Ron Haley, a Los Altos Hills resident and vocal critic of how the district spends its money, said he thinks the district could easily avoid the layoffs without the approval of the parcel tax.
"I think it's bad if any of the teachers are cut," Haley said, "and I don't see a reason why any of them should be cut."
Haley is currently leading a campaign against Measure E — which proponents say would raise about $2.3 million for the Los Altos School District over six years with an annual $193 per-parcel tax.
He opposes the parcel tax for many of the same reasons he believes the layoff notices are unnecessary.
"One of the reasons they've gotten in this predicament is because of what they are paying their teachers," he said, noting that the average teacher in the Los Altos School District takes in an annual salary and benefits package of $99,000. Haley argues that all the positions on the chopping block could be saved if teachers in the district were willing to tighten their belts a bit.
Jim Grijalva, president of the Los Altos School District's teachers union doesn't see it that way.
"He is entitled to his opinion," Grijalva said, referring to Haley, "but it is a pretty drastic one. The type of cuts we'd have to agree to would be to give up every last health benefit that we have."
To say that Los Altos teachers are overpaid, would be "like saying every teacher in the state is overpaid," the union president said.
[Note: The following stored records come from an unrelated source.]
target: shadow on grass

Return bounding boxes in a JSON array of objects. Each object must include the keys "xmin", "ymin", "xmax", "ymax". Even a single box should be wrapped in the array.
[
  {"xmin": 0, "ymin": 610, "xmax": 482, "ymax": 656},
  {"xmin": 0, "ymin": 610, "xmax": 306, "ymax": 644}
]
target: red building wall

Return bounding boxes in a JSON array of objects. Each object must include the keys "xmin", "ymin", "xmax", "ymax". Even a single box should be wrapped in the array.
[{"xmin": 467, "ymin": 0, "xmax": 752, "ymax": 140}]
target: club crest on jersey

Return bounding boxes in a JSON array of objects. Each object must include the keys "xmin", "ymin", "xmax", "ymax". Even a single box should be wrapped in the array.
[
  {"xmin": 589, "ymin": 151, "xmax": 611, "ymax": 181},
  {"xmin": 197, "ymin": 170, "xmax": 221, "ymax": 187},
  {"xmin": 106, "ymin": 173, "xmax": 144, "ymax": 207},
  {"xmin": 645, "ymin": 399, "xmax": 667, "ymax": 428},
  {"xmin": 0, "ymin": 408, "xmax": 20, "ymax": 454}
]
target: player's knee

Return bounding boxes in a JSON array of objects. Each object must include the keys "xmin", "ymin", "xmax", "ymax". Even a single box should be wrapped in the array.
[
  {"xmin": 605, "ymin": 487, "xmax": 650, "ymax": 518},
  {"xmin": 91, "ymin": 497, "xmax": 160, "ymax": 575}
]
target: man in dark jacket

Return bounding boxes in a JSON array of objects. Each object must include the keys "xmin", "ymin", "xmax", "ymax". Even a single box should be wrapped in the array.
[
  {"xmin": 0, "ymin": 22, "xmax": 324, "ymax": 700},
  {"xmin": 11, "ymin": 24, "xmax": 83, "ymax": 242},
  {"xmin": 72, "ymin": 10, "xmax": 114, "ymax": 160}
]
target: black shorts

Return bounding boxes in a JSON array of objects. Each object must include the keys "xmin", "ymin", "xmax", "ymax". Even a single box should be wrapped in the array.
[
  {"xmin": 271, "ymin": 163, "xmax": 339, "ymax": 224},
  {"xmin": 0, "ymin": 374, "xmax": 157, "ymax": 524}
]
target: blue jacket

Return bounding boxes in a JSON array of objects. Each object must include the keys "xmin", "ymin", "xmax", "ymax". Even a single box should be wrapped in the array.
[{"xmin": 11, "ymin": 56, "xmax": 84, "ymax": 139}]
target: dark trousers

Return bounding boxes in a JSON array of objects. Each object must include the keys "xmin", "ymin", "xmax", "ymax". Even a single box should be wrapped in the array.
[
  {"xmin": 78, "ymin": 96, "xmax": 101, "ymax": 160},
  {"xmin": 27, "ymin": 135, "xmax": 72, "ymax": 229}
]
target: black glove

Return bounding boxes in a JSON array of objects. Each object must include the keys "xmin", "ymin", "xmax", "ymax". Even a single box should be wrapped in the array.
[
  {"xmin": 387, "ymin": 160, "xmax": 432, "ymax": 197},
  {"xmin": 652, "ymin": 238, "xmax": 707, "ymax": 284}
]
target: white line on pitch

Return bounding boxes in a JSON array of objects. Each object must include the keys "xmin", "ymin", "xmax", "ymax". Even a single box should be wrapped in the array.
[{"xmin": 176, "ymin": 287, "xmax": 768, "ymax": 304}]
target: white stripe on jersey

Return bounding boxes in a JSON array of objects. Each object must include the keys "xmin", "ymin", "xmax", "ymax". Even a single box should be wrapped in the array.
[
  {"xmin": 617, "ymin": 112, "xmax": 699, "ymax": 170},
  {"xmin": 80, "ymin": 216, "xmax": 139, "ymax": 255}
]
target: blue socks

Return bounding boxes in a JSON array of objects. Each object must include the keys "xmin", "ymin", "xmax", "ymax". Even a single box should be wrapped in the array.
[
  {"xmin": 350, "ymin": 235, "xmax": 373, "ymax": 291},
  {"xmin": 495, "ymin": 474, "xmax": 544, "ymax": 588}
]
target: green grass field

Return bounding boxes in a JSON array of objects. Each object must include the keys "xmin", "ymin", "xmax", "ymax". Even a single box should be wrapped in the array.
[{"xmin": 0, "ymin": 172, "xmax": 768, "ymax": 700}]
The real reason that the district is considering such drastic cuts, according to Grijalva, is the weakened economy. "We have been on a decline for a couple years now. It is just decimating schools everywhere."
Kenyon verified Haley's figures: teachers in the district do take home nearly $100,000 in overall compensation on average, he said — about $78,000 in salary and $21,000 in other benefits. However, he added, the average teacher in the district has 15 years of experience.
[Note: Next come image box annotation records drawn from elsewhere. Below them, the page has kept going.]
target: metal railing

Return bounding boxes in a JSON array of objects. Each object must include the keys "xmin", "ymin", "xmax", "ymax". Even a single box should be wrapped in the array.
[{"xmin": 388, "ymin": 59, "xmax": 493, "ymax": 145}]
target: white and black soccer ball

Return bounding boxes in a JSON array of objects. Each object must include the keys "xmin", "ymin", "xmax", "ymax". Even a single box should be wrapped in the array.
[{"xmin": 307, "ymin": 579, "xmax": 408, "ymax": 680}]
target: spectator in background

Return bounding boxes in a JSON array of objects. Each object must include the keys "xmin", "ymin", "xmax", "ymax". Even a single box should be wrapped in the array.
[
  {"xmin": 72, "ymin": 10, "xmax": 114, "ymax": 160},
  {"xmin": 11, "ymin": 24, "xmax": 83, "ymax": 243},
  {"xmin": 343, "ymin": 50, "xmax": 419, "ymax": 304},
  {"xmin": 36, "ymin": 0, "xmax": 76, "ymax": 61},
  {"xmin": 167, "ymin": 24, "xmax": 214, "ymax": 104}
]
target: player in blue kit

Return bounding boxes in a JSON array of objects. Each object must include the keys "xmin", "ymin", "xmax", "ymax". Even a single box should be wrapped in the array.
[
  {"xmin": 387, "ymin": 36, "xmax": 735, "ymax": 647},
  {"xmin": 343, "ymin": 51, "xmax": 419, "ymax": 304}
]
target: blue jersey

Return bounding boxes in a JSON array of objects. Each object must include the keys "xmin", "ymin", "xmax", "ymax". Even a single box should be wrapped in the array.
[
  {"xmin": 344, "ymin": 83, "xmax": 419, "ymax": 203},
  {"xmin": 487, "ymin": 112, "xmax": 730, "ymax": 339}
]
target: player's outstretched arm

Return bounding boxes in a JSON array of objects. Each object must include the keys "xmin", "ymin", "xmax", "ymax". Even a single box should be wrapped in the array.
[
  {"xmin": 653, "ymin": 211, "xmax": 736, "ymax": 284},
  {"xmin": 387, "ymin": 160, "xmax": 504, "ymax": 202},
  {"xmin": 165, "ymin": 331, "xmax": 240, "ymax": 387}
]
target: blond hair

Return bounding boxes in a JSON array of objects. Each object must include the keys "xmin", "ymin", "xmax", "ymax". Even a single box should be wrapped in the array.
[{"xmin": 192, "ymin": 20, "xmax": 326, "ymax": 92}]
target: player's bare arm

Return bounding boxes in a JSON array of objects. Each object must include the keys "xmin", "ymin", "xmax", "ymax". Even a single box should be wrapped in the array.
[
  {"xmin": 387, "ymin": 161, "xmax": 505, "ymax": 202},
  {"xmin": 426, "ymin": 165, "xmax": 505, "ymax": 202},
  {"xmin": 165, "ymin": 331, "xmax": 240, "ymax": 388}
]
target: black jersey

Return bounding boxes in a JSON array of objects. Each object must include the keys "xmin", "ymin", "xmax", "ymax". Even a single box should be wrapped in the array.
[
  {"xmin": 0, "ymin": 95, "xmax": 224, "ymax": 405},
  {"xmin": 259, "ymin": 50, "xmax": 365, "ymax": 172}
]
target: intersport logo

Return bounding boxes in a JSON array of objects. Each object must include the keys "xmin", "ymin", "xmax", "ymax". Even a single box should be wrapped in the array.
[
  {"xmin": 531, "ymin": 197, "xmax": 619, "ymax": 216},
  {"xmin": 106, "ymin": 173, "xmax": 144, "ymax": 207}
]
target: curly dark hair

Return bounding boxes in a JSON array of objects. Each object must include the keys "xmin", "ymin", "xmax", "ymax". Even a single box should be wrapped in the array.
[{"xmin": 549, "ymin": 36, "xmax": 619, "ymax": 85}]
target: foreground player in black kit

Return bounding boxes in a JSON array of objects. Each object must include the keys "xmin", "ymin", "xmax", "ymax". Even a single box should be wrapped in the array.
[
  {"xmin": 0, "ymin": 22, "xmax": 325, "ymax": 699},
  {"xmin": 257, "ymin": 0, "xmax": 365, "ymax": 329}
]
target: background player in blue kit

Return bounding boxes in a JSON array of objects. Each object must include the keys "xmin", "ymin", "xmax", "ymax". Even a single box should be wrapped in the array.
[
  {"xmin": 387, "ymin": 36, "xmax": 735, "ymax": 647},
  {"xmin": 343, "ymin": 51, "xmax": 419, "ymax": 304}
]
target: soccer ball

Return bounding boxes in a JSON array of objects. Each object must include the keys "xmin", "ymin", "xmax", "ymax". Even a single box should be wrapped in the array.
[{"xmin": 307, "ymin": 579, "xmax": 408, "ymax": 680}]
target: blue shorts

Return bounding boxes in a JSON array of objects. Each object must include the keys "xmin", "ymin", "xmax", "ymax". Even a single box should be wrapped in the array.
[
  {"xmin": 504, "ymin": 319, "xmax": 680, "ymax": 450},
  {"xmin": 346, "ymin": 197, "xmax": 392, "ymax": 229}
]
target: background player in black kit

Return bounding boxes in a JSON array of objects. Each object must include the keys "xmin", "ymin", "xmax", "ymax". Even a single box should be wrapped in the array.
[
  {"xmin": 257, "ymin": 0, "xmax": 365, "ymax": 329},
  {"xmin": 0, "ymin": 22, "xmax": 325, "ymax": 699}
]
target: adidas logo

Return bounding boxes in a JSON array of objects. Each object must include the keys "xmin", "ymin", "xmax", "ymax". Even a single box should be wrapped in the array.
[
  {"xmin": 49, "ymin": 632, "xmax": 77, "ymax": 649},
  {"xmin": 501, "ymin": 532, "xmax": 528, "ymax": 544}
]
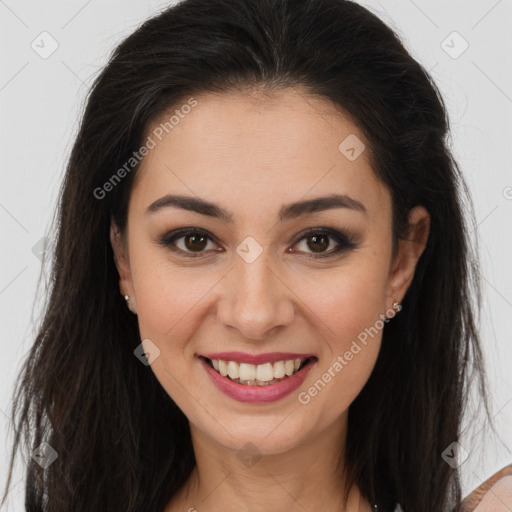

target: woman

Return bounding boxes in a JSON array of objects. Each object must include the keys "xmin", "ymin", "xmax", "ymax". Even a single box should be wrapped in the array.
[{"xmin": 2, "ymin": 0, "xmax": 510, "ymax": 512}]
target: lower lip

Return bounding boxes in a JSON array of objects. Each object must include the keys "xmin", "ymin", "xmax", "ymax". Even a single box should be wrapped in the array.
[{"xmin": 199, "ymin": 357, "xmax": 316, "ymax": 404}]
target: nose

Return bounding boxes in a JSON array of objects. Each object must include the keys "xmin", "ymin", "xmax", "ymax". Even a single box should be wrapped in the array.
[{"xmin": 217, "ymin": 251, "xmax": 295, "ymax": 340}]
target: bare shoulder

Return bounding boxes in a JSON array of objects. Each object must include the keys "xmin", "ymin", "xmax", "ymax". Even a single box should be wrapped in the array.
[{"xmin": 461, "ymin": 464, "xmax": 512, "ymax": 512}]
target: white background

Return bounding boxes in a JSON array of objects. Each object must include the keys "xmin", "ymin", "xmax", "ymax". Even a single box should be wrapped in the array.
[{"xmin": 0, "ymin": 0, "xmax": 512, "ymax": 512}]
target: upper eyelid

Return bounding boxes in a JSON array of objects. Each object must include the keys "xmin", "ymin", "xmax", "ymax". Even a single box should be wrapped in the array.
[{"xmin": 160, "ymin": 226, "xmax": 358, "ymax": 255}]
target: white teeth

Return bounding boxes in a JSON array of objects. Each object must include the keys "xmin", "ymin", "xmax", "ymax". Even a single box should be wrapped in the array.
[
  {"xmin": 228, "ymin": 361, "xmax": 240, "ymax": 379},
  {"xmin": 284, "ymin": 360, "xmax": 295, "ymax": 377},
  {"xmin": 239, "ymin": 361, "xmax": 256, "ymax": 380},
  {"xmin": 256, "ymin": 363, "xmax": 274, "ymax": 382},
  {"xmin": 219, "ymin": 359, "xmax": 228, "ymax": 377},
  {"xmin": 274, "ymin": 361, "xmax": 285, "ymax": 379},
  {"xmin": 206, "ymin": 359, "xmax": 305, "ymax": 385}
]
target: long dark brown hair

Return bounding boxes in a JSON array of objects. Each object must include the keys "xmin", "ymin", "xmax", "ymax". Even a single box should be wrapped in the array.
[{"xmin": 0, "ymin": 0, "xmax": 498, "ymax": 512}]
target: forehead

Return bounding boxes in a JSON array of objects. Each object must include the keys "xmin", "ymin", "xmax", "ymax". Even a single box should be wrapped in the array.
[{"xmin": 132, "ymin": 88, "xmax": 389, "ymax": 222}]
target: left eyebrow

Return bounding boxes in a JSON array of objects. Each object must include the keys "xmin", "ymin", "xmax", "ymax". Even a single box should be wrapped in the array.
[{"xmin": 145, "ymin": 194, "xmax": 368, "ymax": 223}]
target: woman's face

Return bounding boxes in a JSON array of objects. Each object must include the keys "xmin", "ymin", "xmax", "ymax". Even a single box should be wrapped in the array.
[{"xmin": 112, "ymin": 89, "xmax": 428, "ymax": 453}]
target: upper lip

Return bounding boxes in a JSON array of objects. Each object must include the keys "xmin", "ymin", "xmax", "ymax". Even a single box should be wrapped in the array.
[{"xmin": 200, "ymin": 352, "xmax": 316, "ymax": 364}]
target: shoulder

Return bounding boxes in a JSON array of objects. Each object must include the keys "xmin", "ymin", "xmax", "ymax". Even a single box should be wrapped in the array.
[{"xmin": 461, "ymin": 464, "xmax": 512, "ymax": 512}]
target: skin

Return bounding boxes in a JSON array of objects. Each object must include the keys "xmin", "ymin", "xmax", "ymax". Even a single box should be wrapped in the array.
[{"xmin": 111, "ymin": 88, "xmax": 429, "ymax": 512}]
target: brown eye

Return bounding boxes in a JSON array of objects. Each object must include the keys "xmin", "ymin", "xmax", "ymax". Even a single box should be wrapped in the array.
[
  {"xmin": 294, "ymin": 228, "xmax": 357, "ymax": 258},
  {"xmin": 306, "ymin": 234, "xmax": 329, "ymax": 252},
  {"xmin": 182, "ymin": 235, "xmax": 208, "ymax": 251},
  {"xmin": 160, "ymin": 228, "xmax": 215, "ymax": 258}
]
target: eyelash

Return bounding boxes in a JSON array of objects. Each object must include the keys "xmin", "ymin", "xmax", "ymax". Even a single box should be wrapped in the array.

"We have great teachers," Kenyon said, "There are many veteran teachers. It does create stress on the budget, but we value quality teachers and we want to retain them as long as they're performing at a high level."
The district is exploring a structured system for furlough days and has been working on making appropriate cuts to the benefits packages of administrators, teachers and other school employees, Kenyon said. But that isn't going to be enough to save all the positions.
Grijalva doesn't anticipate that the "worst case scenario" will come to pass, but he is bracing for at least 25 teachers to ultimately lose their jobs in May. About 14 of those teachers are temporary teachers, he said — hired on a yearly contractual basis.
The majority of the cuts are likely to fall in non-academic and non-core areas, such as physical education and the arts, Grijalva said. However, if the worst case does come to pass, some core subject instructors will likely be cut at the junior high level, which will result in a class size increase.
In the meantime, Grijalva said, the teachers who have been noticed are likely to look for new work, which could have deleterious results. Not only could these teachers find new jobs and leave the district, he said, but the damage to morale, along with the time-consuming nature of searching for work, is likely to keep instructors from performing at the top of their game.
"Their hours, when they get home, when they could be working on lesson plans, are going to be dedicated to looking for work," Grijalva said. "They've got to look out for themselves."